Today, the lines Great Britain drew on a map continue to shape U.S. foreign policy. Likewise, at least some of the turmoil in Afghanistan can be blamed on WWI-era colonial games: Afghanistan was a longtime battleground between the British and

Russian Empires.

Afghanistan teaches another important lesson in post-war justice. After all, it was the harsh terms of the Treaty of Versailles, combined with the raging nationalism, militarism and anti-Semitism left over from the first war, that allowed the Nazis to seize power in Germany.

The U.S. already had one Versailles moment in Afghanistan at the end of the 1980s, when we withdrew our support of the Mujahedeen who had fought against the Soviets — and left the country to spiral into civil war and brutal theocracy. We would do well to avoid another.

Ultimately, WWI teaches us the pitfalls of empire. It teaches us what can happen when the wealthy and the few are permitted to rule over the poor and the many, when so-called national security becomes more important than human security, and when the slaughter of one’s fellows is elevated to the highest virtue.

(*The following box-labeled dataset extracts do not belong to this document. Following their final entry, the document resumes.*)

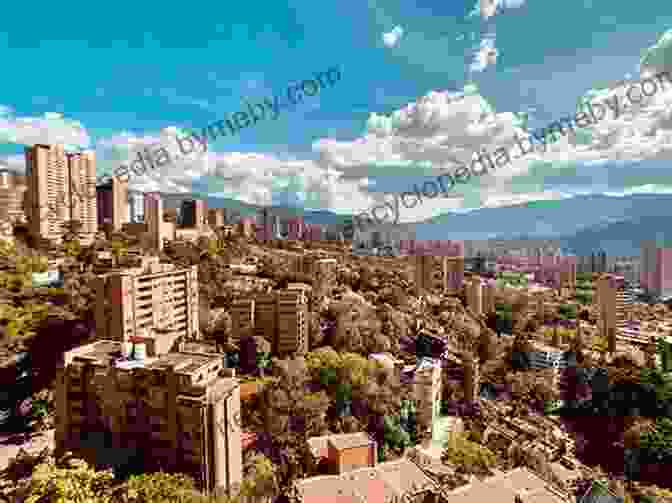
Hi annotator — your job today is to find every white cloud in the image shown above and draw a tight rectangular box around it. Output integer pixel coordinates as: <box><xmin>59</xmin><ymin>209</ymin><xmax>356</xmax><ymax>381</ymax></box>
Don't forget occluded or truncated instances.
<box><xmin>470</xmin><ymin>34</ymin><xmax>499</xmax><ymax>72</ymax></box>
<box><xmin>0</xmin><ymin>111</ymin><xmax>90</xmax><ymax>148</ymax></box>
<box><xmin>7</xmin><ymin>26</ymin><xmax>672</xmax><ymax>227</ymax></box>
<box><xmin>383</xmin><ymin>26</ymin><xmax>404</xmax><ymax>47</ymax></box>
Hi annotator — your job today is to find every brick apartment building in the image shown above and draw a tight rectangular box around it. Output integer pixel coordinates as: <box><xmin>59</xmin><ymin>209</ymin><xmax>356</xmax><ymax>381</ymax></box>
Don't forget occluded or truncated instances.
<box><xmin>231</xmin><ymin>288</ymin><xmax>308</xmax><ymax>355</ymax></box>
<box><xmin>25</xmin><ymin>145</ymin><xmax>98</xmax><ymax>245</ymax></box>
<box><xmin>55</xmin><ymin>341</ymin><xmax>242</xmax><ymax>491</ymax></box>
<box><xmin>95</xmin><ymin>264</ymin><xmax>200</xmax><ymax>341</ymax></box>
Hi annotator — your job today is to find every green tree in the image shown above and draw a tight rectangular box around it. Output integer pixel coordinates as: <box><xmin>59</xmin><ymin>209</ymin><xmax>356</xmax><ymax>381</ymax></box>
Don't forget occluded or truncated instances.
<box><xmin>441</xmin><ymin>432</ymin><xmax>497</xmax><ymax>476</ymax></box>
<box><xmin>25</xmin><ymin>459</ymin><xmax>114</xmax><ymax>503</ymax></box>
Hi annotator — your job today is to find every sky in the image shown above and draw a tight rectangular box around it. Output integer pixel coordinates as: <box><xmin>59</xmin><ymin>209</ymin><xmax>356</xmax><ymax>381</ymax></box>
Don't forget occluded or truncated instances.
<box><xmin>0</xmin><ymin>0</ymin><xmax>672</xmax><ymax>228</ymax></box>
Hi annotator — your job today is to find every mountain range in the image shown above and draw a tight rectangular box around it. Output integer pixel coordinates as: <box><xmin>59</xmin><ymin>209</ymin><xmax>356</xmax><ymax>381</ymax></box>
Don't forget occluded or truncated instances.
<box><xmin>163</xmin><ymin>194</ymin><xmax>672</xmax><ymax>256</ymax></box>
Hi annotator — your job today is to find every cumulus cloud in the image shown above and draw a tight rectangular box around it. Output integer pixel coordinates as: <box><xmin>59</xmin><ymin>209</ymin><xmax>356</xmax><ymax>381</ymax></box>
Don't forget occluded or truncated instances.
<box><xmin>470</xmin><ymin>35</ymin><xmax>499</xmax><ymax>72</ymax></box>
<box><xmin>6</xmin><ymin>27</ymin><xmax>672</xmax><ymax>226</ymax></box>
<box><xmin>470</xmin><ymin>0</ymin><xmax>525</xmax><ymax>20</ymax></box>
<box><xmin>383</xmin><ymin>26</ymin><xmax>404</xmax><ymax>47</ymax></box>
<box><xmin>0</xmin><ymin>111</ymin><xmax>90</xmax><ymax>148</ymax></box>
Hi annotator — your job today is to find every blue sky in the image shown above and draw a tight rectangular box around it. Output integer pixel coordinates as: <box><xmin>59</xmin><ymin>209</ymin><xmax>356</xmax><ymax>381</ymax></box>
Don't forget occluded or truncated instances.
<box><xmin>0</xmin><ymin>0</ymin><xmax>672</xmax><ymax>226</ymax></box>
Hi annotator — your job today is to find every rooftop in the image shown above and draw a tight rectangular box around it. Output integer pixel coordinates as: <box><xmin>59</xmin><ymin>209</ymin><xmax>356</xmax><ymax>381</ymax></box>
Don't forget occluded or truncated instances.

As America faces soaring levels of economic inequality and pours hundreds of billions of dollars into “defending” us abroad rather than defending us at home with things like education, healthcare, and programs of social uplift, perhaps 1918 and 2011 aren’t so far apart as we might like to think.

“Why all this talk about nationalism and imperialism?” you may ask. “That’s so 20th century!”

Wrong. History never goes away. It’s always hovering in the background, shaping events in the present. And the better we learn its lessons, the less likely we are to repeat its mistakes.